As part of its long-planned effort to create comprehensive central counterparty capabilities that include guaranteeing the settlement of trades in the $300 billion-a-day mortgage-backed securities market, Fixed Income Clearing Corporation (FICC) today announced plans to develop new services that will underpin the proposed central counterparty.
Its goal, the corporation said, is to begin phasing in new services now so that it can have the full central counterparty capabilities up and running within two years.
FICC, which is a subsidiary of The Depository Trust & Clearing Corporation and last year cleared $75.6 trillion in mortgage-backed securities transactions, laid out its plans for building the new services today in a paper called "A Central Counterparty for Mortgage-Backed Securities: Paving the Way."
"When we get the central counterparty fully operational, we expect to lower clearing costs, reduce operational and counterparty risk, decrease our customers' capital charges and bring down the fail and financing expenses of our clearing members," said Tom Costa, managing director of DTCC Clearance and Settlement and head of FICC. "After several years of planning, extensive discussions with our customers and a thorough analysis of required systems capabilities, we're primed to get started," Costa said.
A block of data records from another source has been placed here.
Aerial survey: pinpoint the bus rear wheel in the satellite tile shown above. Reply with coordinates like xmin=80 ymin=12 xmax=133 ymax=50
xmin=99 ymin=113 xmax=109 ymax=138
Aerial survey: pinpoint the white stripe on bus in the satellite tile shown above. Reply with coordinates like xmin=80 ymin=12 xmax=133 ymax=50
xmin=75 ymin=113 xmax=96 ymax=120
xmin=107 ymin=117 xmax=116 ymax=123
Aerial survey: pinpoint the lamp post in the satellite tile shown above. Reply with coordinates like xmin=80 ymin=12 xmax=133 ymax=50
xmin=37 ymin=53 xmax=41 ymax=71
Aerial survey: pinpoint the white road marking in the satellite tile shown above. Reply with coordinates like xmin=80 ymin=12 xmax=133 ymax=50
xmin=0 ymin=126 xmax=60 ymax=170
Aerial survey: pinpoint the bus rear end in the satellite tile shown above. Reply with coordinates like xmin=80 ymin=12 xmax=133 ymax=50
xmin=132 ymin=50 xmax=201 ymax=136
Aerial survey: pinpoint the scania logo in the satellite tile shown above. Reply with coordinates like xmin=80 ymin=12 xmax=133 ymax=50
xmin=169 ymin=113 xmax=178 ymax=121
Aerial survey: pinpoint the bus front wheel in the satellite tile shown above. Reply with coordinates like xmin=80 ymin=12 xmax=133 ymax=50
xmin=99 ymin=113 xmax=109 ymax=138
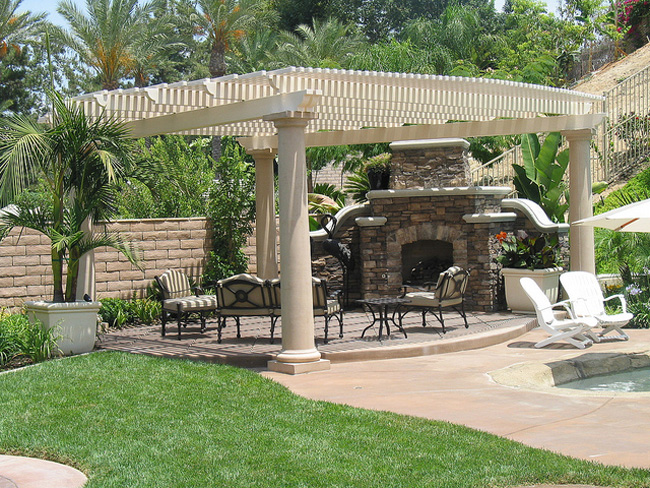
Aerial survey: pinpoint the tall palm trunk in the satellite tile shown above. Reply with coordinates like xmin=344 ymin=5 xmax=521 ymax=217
xmin=51 ymin=175 xmax=65 ymax=303
xmin=65 ymin=247 xmax=81 ymax=302
xmin=209 ymin=40 xmax=227 ymax=164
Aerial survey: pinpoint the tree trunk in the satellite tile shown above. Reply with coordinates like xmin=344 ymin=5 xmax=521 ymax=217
xmin=209 ymin=41 xmax=226 ymax=162
xmin=65 ymin=249 xmax=80 ymax=302
xmin=52 ymin=249 xmax=65 ymax=303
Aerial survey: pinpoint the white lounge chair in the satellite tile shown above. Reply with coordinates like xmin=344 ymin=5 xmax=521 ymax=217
xmin=560 ymin=271 xmax=634 ymax=342
xmin=519 ymin=278 xmax=597 ymax=349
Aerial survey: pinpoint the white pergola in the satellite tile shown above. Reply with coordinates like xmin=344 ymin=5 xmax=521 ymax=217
xmin=74 ymin=67 xmax=604 ymax=373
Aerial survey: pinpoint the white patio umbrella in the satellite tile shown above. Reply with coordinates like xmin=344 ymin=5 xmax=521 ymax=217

In trading mortgage-backed securities, financial institutions use the Electronic Pool Notification service operated by FICC's Mortgage-Backed Securities Division to allocate pools of mortgages to their trading positions. Because FICC does not function as a central counterparty for these trades, however, every obligation remaining after completion of the netting process must be allocated and then subsequently settled separately with each individual counterparty, which results in a series of disconnected processes.
In order to help the industry transition to a more efficient "straight-through" central counterparty model, FICC plans to phase in implementation of the services necessary to support the new central counterparty in three separate steps.
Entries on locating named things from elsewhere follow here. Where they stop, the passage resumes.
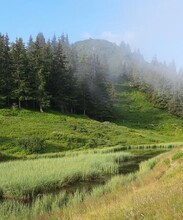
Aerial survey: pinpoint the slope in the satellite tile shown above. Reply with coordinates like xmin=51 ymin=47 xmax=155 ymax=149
xmin=53 ymin=148 xmax=183 ymax=220
xmin=0 ymin=84 xmax=183 ymax=160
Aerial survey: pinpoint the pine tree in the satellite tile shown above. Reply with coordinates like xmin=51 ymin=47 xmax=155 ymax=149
xmin=10 ymin=38 xmax=29 ymax=108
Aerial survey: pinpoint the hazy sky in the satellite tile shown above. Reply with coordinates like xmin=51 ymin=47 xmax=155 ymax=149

Phase I: In the first phase, FICC plans allow for the matching of specified pool trades via its real-time trade matching (RTTM) service. Scheduled for customer testing in the fourth quarter of 2006, "specified pool trade matching" will enable mortgage-backed securities trades to be submitted into FICC's real-time trade matching service for bilateral matching when both parties to the trade agree-at the time the trade is executed-exactly which pool number needs to be delivered on settlement date.
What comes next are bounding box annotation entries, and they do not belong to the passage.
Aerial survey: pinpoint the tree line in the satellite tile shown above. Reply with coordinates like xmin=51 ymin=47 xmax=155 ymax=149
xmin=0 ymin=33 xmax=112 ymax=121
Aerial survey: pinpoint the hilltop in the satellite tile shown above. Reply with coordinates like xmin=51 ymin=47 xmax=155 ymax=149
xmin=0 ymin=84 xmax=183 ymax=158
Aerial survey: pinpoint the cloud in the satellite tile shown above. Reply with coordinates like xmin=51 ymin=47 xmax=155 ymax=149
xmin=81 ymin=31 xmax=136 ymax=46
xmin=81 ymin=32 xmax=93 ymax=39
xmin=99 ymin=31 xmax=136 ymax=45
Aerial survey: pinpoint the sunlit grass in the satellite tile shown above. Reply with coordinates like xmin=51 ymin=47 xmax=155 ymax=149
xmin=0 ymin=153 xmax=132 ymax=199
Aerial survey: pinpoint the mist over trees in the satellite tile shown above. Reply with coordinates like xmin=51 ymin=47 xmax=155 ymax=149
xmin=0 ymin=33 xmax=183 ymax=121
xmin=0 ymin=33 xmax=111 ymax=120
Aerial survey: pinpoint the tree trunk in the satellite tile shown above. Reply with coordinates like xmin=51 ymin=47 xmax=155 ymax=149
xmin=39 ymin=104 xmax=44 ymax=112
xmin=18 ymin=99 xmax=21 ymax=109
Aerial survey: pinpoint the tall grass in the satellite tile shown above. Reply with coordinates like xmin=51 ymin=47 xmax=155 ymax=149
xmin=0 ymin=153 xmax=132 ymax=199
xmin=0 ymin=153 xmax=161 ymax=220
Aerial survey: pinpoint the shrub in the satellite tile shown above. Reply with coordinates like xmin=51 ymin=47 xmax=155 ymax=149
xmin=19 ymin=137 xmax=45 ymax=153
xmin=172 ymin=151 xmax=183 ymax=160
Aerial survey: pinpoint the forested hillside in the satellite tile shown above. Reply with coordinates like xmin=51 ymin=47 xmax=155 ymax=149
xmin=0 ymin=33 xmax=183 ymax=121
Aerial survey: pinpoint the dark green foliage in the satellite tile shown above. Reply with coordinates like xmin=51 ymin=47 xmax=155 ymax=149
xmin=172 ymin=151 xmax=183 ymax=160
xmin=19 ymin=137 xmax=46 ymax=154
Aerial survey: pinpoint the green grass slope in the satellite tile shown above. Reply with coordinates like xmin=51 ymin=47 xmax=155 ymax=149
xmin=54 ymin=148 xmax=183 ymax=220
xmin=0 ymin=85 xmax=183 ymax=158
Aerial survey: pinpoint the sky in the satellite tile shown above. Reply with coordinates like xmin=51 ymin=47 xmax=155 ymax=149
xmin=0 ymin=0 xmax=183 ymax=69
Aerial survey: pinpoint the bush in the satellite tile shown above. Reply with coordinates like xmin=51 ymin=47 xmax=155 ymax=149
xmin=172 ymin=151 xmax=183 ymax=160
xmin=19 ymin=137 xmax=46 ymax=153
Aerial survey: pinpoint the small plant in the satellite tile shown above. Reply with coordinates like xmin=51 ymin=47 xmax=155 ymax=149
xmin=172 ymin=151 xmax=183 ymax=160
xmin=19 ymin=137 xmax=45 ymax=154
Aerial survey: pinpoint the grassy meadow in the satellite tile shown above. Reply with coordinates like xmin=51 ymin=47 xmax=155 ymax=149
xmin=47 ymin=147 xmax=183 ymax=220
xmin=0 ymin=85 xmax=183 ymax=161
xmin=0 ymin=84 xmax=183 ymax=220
Phase II: The second phase FICC plans to implement involves simplifying and automating the routines for substituting the mortgages allocated to a pool. This step is scheduled for customer testing during the first quarter of 2007, with production roll-out to members during the second quarter.
Phase III: The next phase FICC will implement will allow for central counterparty netting-and guaranteed settlement-of specified pool trades, as well as pools allocated to a trade position. Tentatively scheduled for introduction by year-end 2007, this will eventually allow for full, multilateral pool netting and means that FICC will step in as a central counterparty to net pool obligations.
Costa noted that FICC has been in discussion with its customers who trade mortgage-backed securities since the publication of a white paper in 2003 that first broached the idea of creating a central counterparty. The creation of an industry working group in 2004 helped move the project along, he said.
The schedule to complete the project is ambitious, according to Susan Tysk, managing director for Product Management in DTCC's Clearance and Settlement Group. "We'll be working closely with market participants to review outstanding issues, to clarify business requirements critical to implementing the three phases, and to define new industry practices or processes that may need to be adopted," said Tysk.